Doing Art by ‘Intuition’ is More Trial and Error than Special Insight (Painturian, no. 77)

WE ALL HAVE IT: intuition, or that immediate "intuitive" sense of the state of a situation. Webster's Dictionary gives one popular example by way of the common statement, "software with an intuitive interface." In other words, such computer functions "readily learned or understood."

Naturally, the term intuition has spilled into nearly all areas of life, including the art of painting. But does it really mean all that much? Or is it just a place holder for something that is very hard to describe in human experience and action?

There is no word more squishy than intuition or intuitive. That is why its application to reading computer menus and apps is so telling. Many computer visuals are indeed confusing, largely because they were cobbled together over years, trial and error, by digital engineers. Still, the online aficionados like to say, "It’s very intuitive." Except, it often is not—and one needs a step-by-step tutorial and a good memory on how to get from A to B.

Webster’s further elaborates that intuition is a “direct knowledge or cognition without evident rational thought,” an “immediate apprehension,” or a “quick and ready insight.” To the contrary, however, anyone who is new to the most recent computer innovation knows that its mastery is never immediate.

There's always been a word for the human experience of insight, or "getting it." For practical matters, it was built on practice, experiment, and training. After enough exposure to some activity, or problem, it becomes easier to know the next step. In other words, intuition is built on lots of experience, usually trial and error.

There's a higher level to this as well. From ancient times onward, it has been believed that human minds are connected to a divine mind, a source of immediate insight. Call it a gut instinct, but it was presumed to be tied to a higher omniscient power.

In modern thought, that changed. Reason dethroned the divine omniscience, at least until the arrival of the German philosopher Immanuel Kant. Though he set out to prove that reason could not settle questions of God, he concluded that something like "intuition" led the mind to an approximation of truth. This shifted modern thought toward "subjective" judgment of truth (versus the "objective" and logical arrival at what is true). In his own words, Kant said we live by intuited "faith" on such great matters.

Art, ever since, has taken up this banner. It has even suggested that there must be a paranormal—that is, metaphysical (beyond physical)—realm that the mind taps into. For a century or so, a group of innovative art historians (with the Swiss Heinrich Wölfflin as exemplar) argued that the intentions of past artists could be known by way of this kind of metaphysical realm that lingers after the artists have been long gone.

Similarly, in the field of psychology, the German thinker Carl Jung spoke of the “collective unconscious,” a kind of omnipresent, enduring, collection of all human thought across time. This introduced psychology to what might be called the paranormal or metaphysical.

In modern art, a few leading critics unfurled a similar Wölfflin-and-Jung-like concept of intuition. These critics said they could look at a work of art and determine, by quick intuition, whether it was superior or inferior.

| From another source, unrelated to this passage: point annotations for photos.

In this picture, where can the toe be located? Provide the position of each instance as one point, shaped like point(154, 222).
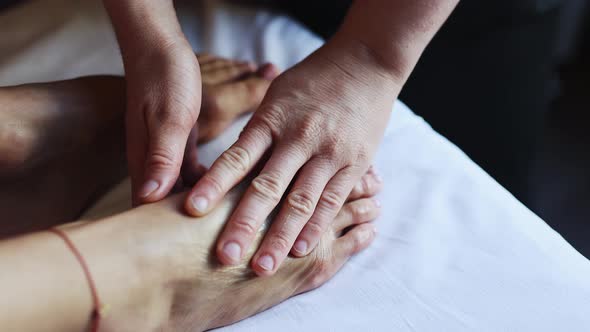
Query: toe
point(357, 212)
point(369, 185)
point(354, 241)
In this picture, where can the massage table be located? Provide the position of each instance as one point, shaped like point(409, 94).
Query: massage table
point(454, 251)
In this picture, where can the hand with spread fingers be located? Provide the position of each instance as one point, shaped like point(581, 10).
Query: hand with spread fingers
point(314, 134)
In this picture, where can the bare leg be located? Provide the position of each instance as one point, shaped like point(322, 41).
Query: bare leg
point(62, 143)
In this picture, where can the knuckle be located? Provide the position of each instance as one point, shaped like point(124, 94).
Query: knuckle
point(331, 200)
point(273, 117)
point(280, 242)
point(311, 127)
point(268, 187)
point(162, 159)
point(356, 242)
point(360, 212)
point(237, 158)
point(366, 184)
point(175, 120)
point(212, 182)
point(246, 225)
point(301, 202)
point(319, 273)
point(315, 228)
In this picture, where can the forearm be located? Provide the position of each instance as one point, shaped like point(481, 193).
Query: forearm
point(44, 288)
point(144, 26)
point(392, 34)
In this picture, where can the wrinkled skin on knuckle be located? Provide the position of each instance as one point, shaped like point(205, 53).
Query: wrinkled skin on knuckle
point(301, 202)
point(272, 116)
point(160, 158)
point(212, 182)
point(361, 211)
point(238, 158)
point(246, 225)
point(310, 129)
point(320, 270)
point(314, 229)
point(268, 187)
point(331, 200)
point(280, 242)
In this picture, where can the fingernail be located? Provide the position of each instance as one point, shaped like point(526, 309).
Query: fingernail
point(301, 246)
point(233, 251)
point(266, 262)
point(200, 203)
point(148, 188)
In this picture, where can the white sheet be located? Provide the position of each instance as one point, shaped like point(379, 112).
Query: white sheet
point(455, 251)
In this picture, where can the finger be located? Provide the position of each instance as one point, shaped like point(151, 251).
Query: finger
point(191, 168)
point(369, 185)
point(246, 95)
point(228, 170)
point(295, 211)
point(260, 199)
point(227, 74)
point(268, 71)
point(355, 240)
point(330, 203)
point(222, 63)
point(136, 139)
point(204, 58)
point(167, 142)
point(357, 212)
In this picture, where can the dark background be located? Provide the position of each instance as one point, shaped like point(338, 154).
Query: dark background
point(517, 75)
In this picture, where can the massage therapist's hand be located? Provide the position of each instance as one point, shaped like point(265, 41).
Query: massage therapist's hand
point(164, 99)
point(318, 126)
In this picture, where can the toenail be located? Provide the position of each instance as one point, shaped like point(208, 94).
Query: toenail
point(301, 246)
point(232, 251)
point(200, 203)
point(266, 262)
point(378, 178)
point(148, 188)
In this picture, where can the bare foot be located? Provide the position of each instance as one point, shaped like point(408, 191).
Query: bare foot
point(62, 143)
point(230, 89)
point(206, 294)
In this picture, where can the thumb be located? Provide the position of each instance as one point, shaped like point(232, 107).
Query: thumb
point(163, 159)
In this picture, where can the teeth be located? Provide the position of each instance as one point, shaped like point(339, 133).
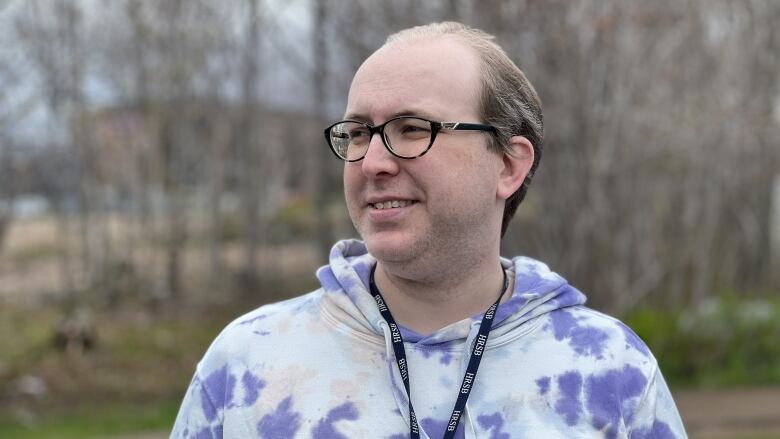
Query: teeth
point(392, 204)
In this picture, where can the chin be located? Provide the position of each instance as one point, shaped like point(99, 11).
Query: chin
point(390, 247)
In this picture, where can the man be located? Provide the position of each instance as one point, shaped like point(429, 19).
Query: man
point(423, 330)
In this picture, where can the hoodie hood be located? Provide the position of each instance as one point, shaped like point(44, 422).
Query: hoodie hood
point(537, 291)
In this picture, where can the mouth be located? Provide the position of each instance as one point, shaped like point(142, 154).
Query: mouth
point(391, 204)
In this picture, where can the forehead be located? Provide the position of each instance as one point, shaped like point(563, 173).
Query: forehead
point(435, 77)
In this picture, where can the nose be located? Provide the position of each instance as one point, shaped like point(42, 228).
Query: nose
point(378, 160)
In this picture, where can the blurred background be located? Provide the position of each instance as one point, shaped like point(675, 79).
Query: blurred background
point(163, 170)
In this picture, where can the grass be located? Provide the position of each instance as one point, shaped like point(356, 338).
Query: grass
point(133, 380)
point(91, 421)
point(723, 342)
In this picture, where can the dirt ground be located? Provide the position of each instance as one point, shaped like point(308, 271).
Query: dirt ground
point(707, 414)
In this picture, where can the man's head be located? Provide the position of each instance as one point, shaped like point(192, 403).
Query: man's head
point(507, 100)
point(462, 192)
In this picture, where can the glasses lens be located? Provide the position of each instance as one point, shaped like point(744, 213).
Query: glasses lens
point(349, 140)
point(408, 136)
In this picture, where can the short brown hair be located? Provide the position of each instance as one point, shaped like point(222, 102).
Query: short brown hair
point(508, 101)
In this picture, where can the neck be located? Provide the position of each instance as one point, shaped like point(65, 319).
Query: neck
point(428, 304)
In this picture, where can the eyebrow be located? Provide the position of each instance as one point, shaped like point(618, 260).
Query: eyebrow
point(414, 113)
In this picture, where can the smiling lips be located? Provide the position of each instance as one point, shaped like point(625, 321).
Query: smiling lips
point(391, 204)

As you can see, the word “intuition” often is used to justify human judgments: judgments on which art is good, or judgments on what to do next on a complex computer application.

Now that the idea of intuition has been detached from God, modern brain science has not found a perfect answer either. It can only conclude that it has something to do with the hardwiring of the brain and a lot of trial and error. For the physical brain, practice makes perfect—and there's no paranormal realm into which the brain can tap for "insight."

That scientific view presents a very dry outlook on human experience. Since artists live mostly by aesthetic emotions, it is not satisfying. So the in world of the arts, there endures a kind of "faith" in a metaphysical realm in which our intuitions navigate, much as fish swim through water.

In the meantime, it’s good to remember that intuition is a very squishy concept, despite its multi-defined status in Webster's. In our secular times, perhaps "gut feeling" is still the best synonym, or in longer terms, "based on what I've done before, it seems like this is what I should do next."

So, when a painter says he or she works "intuitively," take it more as poetry. We really don't know what intuition is—except that it’s a great word to use since it is less acceptable to say, "It is chaos and confusion, and this is what I have decided to do nevertheless."